As the Supreme Court readies to hear two seminal cases this fall that will decide the fate of Affirmative Action, two top public university systems have filed amicus briefs with the high court. And it’s not just any two top public university systems: it’s two university systems that previously banned the consideration of race in their admissions decision-making. That’s right. Two university systems that years ago banned the practice of Affirmative Action have filed briefs with the court urging its justices to uphold the right of universities to consider race in admissions decision-making. And why? Because, they argue, since banning Affirmative Action, they have not been able to admit the diverse classes they seek.
In a New York Times piece by Stephanie Saul entitled “Affirmative Action Was Banned at Two Top Universities. They Say They Need It.,” “It has been more than 15 years since two of the country’s top public university systems, the University of Michigan and the University of California, were forced to stop using affirmative action in admissions. Since then, both systems have tried to build racially diverse student bodies through extensive outreach and major financial investment, well into the hundreds of millions of dollars. Those efforts have fallen abysmally short, the universities admitted in two amicus briefs filed this month at the Supreme Court, which is set to consider the future of affirmative action in college admissions this fall. Among the data points: In 2021, the entering freshman class at the University of California, Berkeley, included 258 Black students and 27 Native American students out of a class of 6,931. That same year, Black enrollment at Michigan’s flagship campus in Ann Arbor was 4 percent, even as the university maintained a special admissions office in Detroit to recruit Black students.”

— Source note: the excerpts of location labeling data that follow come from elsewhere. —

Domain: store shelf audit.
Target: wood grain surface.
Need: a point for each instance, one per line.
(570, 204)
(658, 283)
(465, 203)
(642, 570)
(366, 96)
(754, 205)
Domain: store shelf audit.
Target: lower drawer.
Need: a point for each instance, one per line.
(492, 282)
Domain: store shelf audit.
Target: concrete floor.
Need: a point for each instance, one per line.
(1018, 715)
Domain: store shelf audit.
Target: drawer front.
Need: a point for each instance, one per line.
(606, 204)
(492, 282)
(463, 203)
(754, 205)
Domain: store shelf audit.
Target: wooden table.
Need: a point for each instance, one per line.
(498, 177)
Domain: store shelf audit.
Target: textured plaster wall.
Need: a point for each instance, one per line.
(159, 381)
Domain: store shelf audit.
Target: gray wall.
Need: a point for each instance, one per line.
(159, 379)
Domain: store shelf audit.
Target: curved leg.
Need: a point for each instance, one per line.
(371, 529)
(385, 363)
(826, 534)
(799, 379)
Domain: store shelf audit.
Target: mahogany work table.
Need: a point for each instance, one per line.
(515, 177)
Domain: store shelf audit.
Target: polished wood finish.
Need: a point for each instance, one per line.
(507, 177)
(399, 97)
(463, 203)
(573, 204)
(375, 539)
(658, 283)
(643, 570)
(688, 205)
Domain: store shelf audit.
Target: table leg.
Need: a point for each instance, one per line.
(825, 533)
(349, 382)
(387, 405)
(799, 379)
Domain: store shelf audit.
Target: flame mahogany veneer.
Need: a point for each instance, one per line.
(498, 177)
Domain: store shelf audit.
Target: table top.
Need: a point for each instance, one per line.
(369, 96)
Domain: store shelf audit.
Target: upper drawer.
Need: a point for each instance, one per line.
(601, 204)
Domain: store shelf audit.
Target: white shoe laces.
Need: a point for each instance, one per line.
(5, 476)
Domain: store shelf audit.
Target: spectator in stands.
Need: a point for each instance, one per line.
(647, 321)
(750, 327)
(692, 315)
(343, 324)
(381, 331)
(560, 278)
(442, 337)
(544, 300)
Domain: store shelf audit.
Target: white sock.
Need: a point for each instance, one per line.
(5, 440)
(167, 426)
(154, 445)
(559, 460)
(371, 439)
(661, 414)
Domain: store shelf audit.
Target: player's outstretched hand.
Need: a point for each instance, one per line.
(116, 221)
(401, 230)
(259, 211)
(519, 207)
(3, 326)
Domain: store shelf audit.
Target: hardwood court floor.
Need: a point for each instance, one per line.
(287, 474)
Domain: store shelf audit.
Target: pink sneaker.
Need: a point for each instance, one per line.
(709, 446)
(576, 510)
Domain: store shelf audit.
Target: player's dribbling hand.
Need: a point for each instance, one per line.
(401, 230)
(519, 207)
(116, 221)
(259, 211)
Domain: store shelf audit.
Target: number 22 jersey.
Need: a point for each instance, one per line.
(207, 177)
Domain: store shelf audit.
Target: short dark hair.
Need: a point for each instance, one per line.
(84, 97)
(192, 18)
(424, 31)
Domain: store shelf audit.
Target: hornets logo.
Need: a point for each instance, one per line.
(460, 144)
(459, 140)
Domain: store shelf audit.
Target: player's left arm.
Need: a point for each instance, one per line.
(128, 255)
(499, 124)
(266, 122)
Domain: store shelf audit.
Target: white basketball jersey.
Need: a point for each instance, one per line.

And while we fear that the Supreme Court will outlaw Affirmative Action in the months to come, it is our sincere hope that these powerful amicus briefs filed by the University of Michigan and University of California systems sway a couple of conservative justices to maintain the status quo. It is our hope they realize that outlawing Affirmative Action will in fact lead to a significant drop in diversity — particularly for Black, Latino, and Native American students — at our nation’s top universities. Indeed these two top university systems should be commended for their candor in sharing their years-long struggle to maintain diversity after banning Affirmative Action. May the justices of America’s highest court heed their warning.